The Death of Newspapers, Objectivity, and Cab Cuties

Posted by on April 5 at 15:43 PM

I’ve been reading a lot about the future of newspapers lately, and on my reading/listening list this week were two things I recommend checking out if you’re a journalism nerd:

-First there is this lecture, by Alan Rusbridger, the editor of London’s Guardian newspaper. I heard about the lecture via Sullivan’s blog and enjoyed the droll British take on the future of newspapers as we know them (in a word, bleak). I also enjoyed Rusbridger’s attempt to remember the name of a band currently sweeping Britain. He calls them “Death Cab Cuties.” (You have to listen all the way to the end for this.)

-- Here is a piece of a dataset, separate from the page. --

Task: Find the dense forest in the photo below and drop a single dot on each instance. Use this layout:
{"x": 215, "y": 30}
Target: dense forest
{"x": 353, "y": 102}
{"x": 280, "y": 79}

-And then over in Slate, there is this piece by Michael Kinsely suggesting that objectivity may be nearing its end as a journalistic conceit, and that this may be a good thing.

No one seriously doubts anymore that the Internet will fundamentally change the news business. The uncertainty is whether it will only change the method of delivering the product, or whether it will change the nature of the product as well. Will people want, in any form—and will they pay for—a collection of articles, written by professional journalists from a detached and purportedly objective point of view?

And…

Would it be the end of the world if American newspapers abandoned the cult of objectivity? In intellectual fields other than journalism, the notion of an objective reality that words are capable of describing has been going ever more deeply out of fashion for decades. Maybe it doesn’t matter what linguists think. But even within journalism, there are reassuring models of what a post-objective press might look like.

He cites, as a prime example, Rusbridger’s Guardian.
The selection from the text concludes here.